Für Wiesbaden ist die Vertreibung der jüdischen Bevölkerung  nur schwer zu rekonstruieren. Der NS-Staat und die eingebundenen kommunalen Behörden haben nahezu das gesamte belastende Material vernichtet. Um so sind die Vorträge von Personen wie Dr. Rolf Faber, die ihr Wissen und ihre Erkenntnisse in Vorträgen weitergeben.

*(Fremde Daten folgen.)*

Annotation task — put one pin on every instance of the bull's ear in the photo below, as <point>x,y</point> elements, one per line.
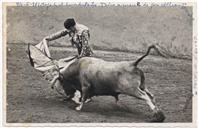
<point>29,55</point>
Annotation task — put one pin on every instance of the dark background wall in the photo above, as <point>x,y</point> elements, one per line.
<point>112,28</point>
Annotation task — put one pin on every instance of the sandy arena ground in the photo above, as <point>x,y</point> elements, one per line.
<point>31,100</point>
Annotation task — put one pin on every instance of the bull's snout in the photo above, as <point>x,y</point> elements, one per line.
<point>158,116</point>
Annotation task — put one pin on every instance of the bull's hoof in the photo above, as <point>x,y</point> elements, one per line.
<point>158,117</point>
<point>78,108</point>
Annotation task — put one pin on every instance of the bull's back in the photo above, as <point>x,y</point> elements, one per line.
<point>102,75</point>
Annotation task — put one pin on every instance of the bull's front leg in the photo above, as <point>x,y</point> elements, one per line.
<point>85,91</point>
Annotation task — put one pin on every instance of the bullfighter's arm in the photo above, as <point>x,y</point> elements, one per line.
<point>56,35</point>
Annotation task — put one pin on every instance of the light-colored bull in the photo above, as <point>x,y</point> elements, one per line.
<point>93,77</point>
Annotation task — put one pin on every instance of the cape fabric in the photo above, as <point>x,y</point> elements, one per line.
<point>40,58</point>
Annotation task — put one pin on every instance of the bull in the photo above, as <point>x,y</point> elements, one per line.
<point>96,77</point>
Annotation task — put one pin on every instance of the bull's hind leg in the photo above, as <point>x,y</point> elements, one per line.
<point>158,115</point>
<point>85,91</point>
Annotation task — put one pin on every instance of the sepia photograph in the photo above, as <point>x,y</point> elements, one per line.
<point>98,63</point>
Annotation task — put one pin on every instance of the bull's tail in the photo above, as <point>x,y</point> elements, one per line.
<point>29,55</point>
<point>147,53</point>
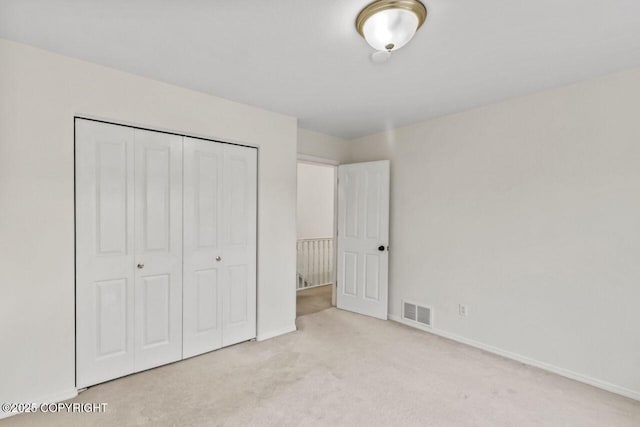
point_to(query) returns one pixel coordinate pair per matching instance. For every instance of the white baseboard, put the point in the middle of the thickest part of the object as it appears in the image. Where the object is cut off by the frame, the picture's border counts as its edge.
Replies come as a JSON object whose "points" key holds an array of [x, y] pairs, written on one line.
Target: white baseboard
{"points": [[51, 398], [526, 360], [277, 332]]}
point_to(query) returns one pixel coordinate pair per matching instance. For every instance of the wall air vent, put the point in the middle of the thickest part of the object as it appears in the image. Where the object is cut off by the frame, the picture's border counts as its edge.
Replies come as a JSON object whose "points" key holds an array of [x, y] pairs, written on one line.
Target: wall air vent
{"points": [[409, 311], [417, 313]]}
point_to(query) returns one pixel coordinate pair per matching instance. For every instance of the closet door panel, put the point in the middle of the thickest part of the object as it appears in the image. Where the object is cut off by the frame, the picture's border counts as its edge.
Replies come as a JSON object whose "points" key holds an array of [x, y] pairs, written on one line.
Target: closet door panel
{"points": [[158, 248], [203, 272], [239, 243], [104, 252]]}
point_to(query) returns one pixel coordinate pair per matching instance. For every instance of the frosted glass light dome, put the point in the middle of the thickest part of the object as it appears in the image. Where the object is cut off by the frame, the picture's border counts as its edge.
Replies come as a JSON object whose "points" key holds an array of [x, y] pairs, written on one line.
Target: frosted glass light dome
{"points": [[390, 29], [387, 25]]}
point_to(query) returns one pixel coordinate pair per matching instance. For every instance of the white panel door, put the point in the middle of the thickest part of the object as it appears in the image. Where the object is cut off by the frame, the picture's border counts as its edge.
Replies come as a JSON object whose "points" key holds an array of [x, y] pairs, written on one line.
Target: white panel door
{"points": [[202, 272], [104, 252], [363, 238], [158, 248], [238, 257]]}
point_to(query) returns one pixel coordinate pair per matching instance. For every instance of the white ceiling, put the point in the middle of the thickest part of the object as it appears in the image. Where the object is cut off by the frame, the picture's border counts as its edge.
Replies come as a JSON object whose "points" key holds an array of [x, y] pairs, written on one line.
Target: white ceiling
{"points": [[304, 57]]}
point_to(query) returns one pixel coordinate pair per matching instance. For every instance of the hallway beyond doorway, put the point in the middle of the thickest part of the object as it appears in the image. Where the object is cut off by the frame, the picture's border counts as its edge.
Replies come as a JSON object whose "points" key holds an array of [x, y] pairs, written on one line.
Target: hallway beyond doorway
{"points": [[313, 300]]}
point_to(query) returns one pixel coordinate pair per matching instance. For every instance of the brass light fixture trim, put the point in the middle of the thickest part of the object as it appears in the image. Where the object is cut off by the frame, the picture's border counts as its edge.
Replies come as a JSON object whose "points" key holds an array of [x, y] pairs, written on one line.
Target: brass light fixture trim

Jüdische Geschichte in Wiesbaden, kurz gefasst

Vortrag – Die Wiesbadener Juden
Wann: Sonntag, 18. November 2018, 14.30 Uhr
Wo: Kurhaus, Salon Schuricht, Kurhausplatz 1, 65189 Wiesbaden (Karte / Navigation)
Eintritt: frei

Heute besteht in Wiesbaden wieder eine große jüdische Gemeinde. Trotz der Shoah wurde Wiesbaden nach 1945 erneut zur Heimat von Juden. Im Vortrag geht Dr. Faber auf die wechselvolle und tragische Geschichte der Juden über die letzten Jahrhunderte ein. Dabei nimmt die Zeit zwischen 1938 und 1945 einen bedeutenden Anteil seines Vortrags ein. So spricht er unter anderem die Geschichte der so genannten Judenhäuser ebenso an, wie die Die Zwangseinweisung der jüdischen Bevölkerung nach der Reichspogromnacht 1938 – auch in Wiesbaden!

Zur Person Dr. Rolf Faber

Er ist Träger des Bundesverdienstkreuz am Bande und war war Richter am Landgericht Wiesbaden. Von 1991 arbeitete Dr. Rolf Faber als Leitender Ministerialrat in der Justizverwaltung in Thüringen. Dr. Faber ist Vorsitzender des Vereins für Nassauische Altertumskunde und Geschichtsforschung und Mitglied der Kommission für die Geschichte der Juden in Hessen. Er veröffentlichte zahlreiche Beiträge zur Geschichte Wiesbadens und insbesondere Biebrichs.